Competing testing procedures of equal (large sample) size are typically ranked according to their relative power properties, where power denotes 1 minus the probability of the second type of error. However, noting that key assumptions underlying Econometric models are often questionable in practice, the PI proposes an alternative ranking of tests according to their relative large sample size distortion under local violations of certain model assumptions. The PI includes tests into the comparison that have large sample size equal to nominal size when the key model assumptions hold true and that are consistent against fixed alternatives when the model is point identified. As a more ambitious goal--beyond ranking existing tests according to the new measure--the PI intends to investigate whether there exists an optimal test, that is, a test that has smallest large sample size distortion for a given degree of local violations of the model assumptions in the class of tests that have correct asymptotic size when the model assumptions are true and are consistent when the model is point identified.
Out of many examples, the PI focuses on two lead examples. First, the PI considers hypothesis tests involving the structural parameter vector in the linear instrumental variables (IVs) model where the IVs and the structural error term may be correlated. The correlation fades away at rate n^(-1/2) as the sample size n increases to infinity. The PI considers tests that have correct large sample size when the correlation is in fact zero and that are consistent when the IVs are strong and uncorrelated with the error term. Of the various tests considered the PI finds that Anderson-and-Rubin-type tests are the least distorted under local correlation of the IVs and the error term.
Second, the PI considers tests for the unknown parameter vector in partially identified models defined by moment inequalities. The PI ranks the tests with respect to their large sample size distortion when the moment inequalities are locally violated at rate n^(-1/2). The PI finds that among the tests considered those based on plug-in asymptotic critical values are the least size distorted under local misspecification. An optimality theory is under investigation for both examples.
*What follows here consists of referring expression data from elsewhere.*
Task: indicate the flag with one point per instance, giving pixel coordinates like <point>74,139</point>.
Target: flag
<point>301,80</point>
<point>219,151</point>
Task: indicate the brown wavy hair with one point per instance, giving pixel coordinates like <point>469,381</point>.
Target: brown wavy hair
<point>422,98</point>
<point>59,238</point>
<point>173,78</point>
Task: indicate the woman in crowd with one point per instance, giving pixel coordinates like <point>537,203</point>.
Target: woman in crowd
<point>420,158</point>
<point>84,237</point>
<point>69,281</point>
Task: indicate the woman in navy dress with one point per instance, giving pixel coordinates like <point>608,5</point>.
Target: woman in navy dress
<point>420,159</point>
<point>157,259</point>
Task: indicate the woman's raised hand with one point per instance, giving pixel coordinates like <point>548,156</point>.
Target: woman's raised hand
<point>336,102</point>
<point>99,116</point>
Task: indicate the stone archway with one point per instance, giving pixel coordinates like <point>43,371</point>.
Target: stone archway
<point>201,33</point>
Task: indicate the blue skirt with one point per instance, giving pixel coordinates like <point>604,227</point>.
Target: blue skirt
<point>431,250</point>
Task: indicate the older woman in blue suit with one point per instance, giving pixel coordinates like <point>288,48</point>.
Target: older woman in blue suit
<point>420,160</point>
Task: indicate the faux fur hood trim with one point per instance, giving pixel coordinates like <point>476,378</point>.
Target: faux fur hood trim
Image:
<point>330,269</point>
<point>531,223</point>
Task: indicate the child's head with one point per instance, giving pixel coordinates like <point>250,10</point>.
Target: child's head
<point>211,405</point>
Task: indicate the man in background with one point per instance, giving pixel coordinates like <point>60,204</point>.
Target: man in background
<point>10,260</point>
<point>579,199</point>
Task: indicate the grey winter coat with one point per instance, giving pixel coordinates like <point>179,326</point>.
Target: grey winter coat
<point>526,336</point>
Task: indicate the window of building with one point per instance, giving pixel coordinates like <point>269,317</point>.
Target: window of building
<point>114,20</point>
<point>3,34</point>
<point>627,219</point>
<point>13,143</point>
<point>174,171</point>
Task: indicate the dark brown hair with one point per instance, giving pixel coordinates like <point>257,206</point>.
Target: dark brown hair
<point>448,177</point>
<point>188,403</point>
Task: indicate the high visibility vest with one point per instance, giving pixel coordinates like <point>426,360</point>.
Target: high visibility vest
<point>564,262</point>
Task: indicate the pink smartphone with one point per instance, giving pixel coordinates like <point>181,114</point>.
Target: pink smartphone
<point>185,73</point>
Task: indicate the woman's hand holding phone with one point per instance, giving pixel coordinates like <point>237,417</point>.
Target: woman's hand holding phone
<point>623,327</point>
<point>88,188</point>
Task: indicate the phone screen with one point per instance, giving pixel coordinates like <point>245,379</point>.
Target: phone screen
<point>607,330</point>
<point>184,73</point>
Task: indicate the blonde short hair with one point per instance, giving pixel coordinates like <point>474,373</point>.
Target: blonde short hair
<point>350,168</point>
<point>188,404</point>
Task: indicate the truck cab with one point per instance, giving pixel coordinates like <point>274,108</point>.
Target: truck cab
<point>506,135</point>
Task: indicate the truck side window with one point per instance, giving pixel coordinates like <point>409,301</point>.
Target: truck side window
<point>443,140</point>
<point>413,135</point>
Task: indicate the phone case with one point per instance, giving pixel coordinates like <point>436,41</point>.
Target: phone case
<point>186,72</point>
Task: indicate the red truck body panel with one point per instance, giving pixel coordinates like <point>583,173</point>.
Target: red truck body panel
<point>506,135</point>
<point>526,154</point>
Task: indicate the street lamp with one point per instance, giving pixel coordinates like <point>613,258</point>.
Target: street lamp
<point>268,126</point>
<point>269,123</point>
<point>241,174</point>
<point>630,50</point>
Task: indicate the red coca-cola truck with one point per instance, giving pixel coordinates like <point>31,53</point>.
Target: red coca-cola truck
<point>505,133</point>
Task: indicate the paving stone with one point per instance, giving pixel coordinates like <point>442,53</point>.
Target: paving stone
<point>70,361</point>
Borader Impact: If an applied researcher chooses a test based on its favorable power properties, then her inference may suffer from severe size distortion when the model assumptions are slightly violated. Unfortunately, model violations seem to be pervasive in empirical applications. The new criterion instead suggests using tests that limit the size distortion while still being consistent under standard assumptions. The proposed methods will have broad empirical impact and has the potential to improve inference. It is expected that the methods provided by this research will find frequent use by applied researchers in social sciences within academia and the public sector.